さらに、この作品を上演するにあたり協力してくれたのが、友人のひとりで、カプコンの創業者である辻本憲三さんです。じつは、「KAMIKAZE‐神風‐」の製作には多額の費用がかかり、2億円が足りませんでした。そこで企業に協賛金を募ったのですが、辻本さんは個人として協力してくれたのです。その時は「友情のお陰」と心から感謝しました。

堀紘一の『ヒト・モノ・カネ』論 (3) お金は不幸を軽くしても、幸福を約束しない。

ちなみに彼は独特のお金の使い方をする人物で、そのひとつがワイナリー。米カリフォルニア州ナパに土地を購入し、開墾からワインの製造に着手。投じた私財は100億円以上で、2008年に初出荷された白ワイン「あさつゆ」は、2011年に米国の富裕層向け雑誌で最高のワインのひとつとして選ばれたほどです。さらに現在も別に山を購入し、フランスからブドウの苗を取り寄せ、自分の名を冠したワインを作っているようです。この話を聞いたとき「よくやるな」と思うと同時に、賢いお金の使い方だと思いました。というのも、私もそうですが、創業者なんてたいして尊敬されず、いずれその顔も忘れられます。ですが、そういったワインなら後世に残りますから。粋なお金の使い方ではないでしょうか。

評論家・ジャーナリストの田原総一朗さんも旧知の仲。30年前に知り合いましたが、いまではDIの社外取締役を11年も務めてもらっているほど。彼とは、つらい時期も励ましあって、ここまできました。
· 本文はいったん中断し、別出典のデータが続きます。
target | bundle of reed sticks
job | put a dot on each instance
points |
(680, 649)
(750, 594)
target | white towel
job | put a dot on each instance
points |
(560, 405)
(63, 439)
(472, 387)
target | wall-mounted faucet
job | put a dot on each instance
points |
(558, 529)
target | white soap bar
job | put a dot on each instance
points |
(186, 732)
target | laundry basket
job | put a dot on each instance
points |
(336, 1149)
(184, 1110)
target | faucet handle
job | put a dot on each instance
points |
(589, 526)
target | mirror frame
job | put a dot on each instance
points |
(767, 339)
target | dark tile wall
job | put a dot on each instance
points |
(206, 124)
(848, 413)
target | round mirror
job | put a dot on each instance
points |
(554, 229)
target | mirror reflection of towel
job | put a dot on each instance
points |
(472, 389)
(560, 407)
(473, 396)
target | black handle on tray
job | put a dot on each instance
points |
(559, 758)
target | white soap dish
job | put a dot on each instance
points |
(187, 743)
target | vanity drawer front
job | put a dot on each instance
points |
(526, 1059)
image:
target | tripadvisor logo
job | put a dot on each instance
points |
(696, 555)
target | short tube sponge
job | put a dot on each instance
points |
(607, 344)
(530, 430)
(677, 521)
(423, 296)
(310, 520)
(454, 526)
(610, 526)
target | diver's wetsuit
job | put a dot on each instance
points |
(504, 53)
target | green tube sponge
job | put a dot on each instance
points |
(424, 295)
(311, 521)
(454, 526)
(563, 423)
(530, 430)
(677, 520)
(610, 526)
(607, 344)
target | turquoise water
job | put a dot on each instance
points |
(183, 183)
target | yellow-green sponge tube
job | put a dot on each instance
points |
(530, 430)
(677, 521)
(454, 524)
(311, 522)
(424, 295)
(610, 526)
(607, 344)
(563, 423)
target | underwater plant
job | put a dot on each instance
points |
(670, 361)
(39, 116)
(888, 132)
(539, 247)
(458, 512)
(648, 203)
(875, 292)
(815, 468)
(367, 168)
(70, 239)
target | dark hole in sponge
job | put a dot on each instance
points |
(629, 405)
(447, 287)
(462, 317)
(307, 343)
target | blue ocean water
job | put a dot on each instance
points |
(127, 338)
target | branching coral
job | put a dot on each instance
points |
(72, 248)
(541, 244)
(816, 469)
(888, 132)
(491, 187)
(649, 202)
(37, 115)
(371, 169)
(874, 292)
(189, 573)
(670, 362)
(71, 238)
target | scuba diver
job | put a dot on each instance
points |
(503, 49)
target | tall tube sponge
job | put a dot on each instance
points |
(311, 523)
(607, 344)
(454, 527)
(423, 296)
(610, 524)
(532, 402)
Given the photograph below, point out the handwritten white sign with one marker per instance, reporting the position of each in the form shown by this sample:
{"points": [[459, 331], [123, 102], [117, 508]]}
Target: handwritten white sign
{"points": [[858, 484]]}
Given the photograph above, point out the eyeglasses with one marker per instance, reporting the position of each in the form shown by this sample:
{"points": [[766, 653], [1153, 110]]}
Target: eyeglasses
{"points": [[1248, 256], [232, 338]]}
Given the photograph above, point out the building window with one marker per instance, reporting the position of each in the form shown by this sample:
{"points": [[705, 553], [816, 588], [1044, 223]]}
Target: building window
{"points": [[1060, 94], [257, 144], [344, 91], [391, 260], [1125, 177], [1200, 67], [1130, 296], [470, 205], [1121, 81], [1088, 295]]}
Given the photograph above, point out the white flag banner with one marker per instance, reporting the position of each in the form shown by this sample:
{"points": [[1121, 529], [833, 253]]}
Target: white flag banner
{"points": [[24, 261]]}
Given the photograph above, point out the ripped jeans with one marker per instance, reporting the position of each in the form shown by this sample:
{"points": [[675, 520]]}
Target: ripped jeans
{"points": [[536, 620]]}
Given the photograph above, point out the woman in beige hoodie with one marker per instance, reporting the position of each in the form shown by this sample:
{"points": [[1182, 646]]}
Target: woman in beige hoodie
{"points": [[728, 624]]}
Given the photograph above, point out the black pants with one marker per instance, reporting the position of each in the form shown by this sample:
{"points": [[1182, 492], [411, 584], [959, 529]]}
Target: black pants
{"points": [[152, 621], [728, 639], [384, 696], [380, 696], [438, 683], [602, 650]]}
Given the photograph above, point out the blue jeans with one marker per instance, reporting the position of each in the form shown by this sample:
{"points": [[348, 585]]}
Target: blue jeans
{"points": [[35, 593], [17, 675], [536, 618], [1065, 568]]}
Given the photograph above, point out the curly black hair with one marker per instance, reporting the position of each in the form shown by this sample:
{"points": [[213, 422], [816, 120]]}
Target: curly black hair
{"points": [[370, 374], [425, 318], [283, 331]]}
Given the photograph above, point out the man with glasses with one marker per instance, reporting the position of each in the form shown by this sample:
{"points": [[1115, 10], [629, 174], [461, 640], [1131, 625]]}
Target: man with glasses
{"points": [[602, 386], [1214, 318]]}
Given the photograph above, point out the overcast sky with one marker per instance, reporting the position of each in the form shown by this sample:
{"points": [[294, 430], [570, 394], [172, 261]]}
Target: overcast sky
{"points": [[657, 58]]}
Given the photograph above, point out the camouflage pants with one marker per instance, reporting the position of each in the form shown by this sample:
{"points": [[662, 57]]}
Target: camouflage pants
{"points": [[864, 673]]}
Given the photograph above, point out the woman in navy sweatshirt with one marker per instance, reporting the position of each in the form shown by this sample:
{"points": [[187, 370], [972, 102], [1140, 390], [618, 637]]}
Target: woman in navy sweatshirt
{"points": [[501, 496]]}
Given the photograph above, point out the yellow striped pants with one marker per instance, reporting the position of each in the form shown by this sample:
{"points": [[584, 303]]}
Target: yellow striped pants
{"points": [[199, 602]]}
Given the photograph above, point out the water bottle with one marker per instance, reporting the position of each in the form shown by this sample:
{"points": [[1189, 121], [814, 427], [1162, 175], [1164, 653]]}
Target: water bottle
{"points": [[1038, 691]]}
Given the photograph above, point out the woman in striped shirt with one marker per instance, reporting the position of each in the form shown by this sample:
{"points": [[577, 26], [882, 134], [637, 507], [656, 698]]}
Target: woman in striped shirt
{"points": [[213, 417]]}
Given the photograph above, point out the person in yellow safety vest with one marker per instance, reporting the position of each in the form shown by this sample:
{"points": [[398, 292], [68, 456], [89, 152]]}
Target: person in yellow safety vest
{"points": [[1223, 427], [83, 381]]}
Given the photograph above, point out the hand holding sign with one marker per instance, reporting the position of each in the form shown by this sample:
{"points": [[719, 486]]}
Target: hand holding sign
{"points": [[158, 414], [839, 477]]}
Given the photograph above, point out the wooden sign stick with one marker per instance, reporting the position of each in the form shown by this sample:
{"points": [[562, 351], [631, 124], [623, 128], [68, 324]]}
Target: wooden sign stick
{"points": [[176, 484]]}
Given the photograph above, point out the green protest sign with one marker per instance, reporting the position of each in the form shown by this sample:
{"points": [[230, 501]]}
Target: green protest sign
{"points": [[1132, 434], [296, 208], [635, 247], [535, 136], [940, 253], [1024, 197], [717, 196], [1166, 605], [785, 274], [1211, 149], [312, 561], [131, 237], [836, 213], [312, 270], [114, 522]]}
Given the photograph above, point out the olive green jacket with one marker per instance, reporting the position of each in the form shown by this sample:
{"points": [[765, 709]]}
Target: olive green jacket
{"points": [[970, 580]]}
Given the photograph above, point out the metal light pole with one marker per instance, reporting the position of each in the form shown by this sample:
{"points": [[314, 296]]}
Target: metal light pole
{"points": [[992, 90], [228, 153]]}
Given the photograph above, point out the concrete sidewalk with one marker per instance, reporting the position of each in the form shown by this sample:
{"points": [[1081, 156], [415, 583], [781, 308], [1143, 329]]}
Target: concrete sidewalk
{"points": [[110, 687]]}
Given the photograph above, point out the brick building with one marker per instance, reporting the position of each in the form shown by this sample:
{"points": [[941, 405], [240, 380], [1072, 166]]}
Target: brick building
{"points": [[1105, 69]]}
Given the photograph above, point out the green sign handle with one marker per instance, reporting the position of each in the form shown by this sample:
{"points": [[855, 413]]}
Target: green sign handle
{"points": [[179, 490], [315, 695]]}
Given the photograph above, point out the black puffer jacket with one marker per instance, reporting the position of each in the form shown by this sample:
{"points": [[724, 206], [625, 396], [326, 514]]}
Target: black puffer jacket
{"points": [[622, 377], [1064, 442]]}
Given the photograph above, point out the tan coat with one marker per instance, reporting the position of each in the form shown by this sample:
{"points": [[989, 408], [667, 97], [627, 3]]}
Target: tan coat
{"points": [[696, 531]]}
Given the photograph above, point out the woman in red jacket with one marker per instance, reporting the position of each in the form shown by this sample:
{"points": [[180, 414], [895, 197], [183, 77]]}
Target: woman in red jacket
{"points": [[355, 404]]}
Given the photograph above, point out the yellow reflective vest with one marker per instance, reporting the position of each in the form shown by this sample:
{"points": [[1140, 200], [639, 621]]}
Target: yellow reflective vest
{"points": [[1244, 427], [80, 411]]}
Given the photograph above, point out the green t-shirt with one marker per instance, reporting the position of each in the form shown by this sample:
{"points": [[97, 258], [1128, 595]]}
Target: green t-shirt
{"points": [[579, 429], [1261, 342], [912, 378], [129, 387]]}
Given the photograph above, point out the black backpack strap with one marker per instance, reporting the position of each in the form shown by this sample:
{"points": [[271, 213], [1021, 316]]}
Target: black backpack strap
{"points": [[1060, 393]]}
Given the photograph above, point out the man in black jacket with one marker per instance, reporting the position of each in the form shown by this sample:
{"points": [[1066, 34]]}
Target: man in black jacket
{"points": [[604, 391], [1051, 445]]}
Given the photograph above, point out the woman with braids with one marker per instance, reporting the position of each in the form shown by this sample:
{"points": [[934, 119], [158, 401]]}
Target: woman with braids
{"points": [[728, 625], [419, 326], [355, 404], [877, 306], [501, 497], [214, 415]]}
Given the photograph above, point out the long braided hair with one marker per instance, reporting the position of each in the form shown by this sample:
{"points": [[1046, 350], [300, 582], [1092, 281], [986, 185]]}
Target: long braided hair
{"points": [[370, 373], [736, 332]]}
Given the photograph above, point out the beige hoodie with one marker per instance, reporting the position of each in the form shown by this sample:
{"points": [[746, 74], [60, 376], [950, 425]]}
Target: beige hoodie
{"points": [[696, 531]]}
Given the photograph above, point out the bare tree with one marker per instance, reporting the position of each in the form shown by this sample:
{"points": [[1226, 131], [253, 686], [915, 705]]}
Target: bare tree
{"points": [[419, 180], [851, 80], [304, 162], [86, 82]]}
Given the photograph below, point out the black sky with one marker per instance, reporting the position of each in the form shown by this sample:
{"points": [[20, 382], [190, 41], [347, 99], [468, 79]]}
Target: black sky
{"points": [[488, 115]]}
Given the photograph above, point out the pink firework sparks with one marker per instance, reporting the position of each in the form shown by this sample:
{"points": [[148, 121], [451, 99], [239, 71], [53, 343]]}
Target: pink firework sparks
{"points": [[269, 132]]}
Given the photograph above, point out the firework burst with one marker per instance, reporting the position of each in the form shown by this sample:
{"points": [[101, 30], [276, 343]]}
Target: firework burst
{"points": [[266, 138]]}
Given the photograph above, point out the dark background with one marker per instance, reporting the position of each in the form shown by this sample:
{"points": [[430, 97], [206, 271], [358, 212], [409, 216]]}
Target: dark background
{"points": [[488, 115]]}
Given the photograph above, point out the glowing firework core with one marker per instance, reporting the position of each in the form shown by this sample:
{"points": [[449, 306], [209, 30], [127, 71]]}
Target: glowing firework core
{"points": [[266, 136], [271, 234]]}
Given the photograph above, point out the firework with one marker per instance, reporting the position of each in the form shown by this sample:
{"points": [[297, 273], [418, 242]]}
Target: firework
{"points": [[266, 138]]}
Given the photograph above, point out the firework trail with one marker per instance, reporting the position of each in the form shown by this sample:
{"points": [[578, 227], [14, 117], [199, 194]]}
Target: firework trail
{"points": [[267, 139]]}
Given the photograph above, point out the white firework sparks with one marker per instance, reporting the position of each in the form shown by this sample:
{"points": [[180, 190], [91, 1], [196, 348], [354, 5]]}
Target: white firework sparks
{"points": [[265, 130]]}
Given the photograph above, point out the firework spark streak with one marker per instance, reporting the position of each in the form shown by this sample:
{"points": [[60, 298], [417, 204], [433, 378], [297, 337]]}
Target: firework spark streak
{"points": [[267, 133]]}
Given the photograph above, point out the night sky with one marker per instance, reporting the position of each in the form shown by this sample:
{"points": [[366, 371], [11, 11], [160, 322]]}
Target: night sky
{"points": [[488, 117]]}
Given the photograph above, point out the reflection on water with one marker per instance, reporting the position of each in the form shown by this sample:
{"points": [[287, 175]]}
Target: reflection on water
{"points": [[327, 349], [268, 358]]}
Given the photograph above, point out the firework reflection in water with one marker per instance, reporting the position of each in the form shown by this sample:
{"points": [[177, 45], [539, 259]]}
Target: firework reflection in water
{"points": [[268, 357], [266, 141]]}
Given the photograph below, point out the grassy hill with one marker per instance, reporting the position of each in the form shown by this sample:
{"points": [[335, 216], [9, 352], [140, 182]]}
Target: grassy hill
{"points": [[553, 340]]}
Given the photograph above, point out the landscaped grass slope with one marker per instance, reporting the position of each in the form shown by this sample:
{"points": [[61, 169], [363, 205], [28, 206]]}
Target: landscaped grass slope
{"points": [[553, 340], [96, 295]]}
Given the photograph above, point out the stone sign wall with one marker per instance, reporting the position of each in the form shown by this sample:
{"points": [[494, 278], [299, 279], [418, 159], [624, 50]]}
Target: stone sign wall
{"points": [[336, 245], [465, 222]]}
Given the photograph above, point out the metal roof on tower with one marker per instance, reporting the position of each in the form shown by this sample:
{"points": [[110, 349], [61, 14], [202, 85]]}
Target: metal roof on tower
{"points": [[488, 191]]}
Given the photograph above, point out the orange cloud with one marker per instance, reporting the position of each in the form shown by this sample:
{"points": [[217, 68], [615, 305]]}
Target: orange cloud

オリックスの宮内義彦さんも、10歳年上ですが友達と呼べるひとり。家族ぐるみで、私の父、息子と3代にもわたるお付き合いです。そういった縁もあり、私は今季からオリックスバッファローズのオーナー顧問を引き受け、何度も神戸に通っています。宮内さんはオリックスCEOを6月で退任するので、その後はDIの社外取締役になっていただきました。

友は心で作るのもの。だから、長続きする

私がこれまで人生をかけてきたのはビジネスで、それはいまも変わりません。「何をしている時が一番楽しいですか?」と聞かれると、真っ先に思い浮かべるのは仕事のことです。それは私の友達も同じで、宮内さんなんて「よく趣味の欄に音楽鑑賞とかゴルフとか書く人がいるけど、それじゃダメ。仕事と書かないと!」というほどです。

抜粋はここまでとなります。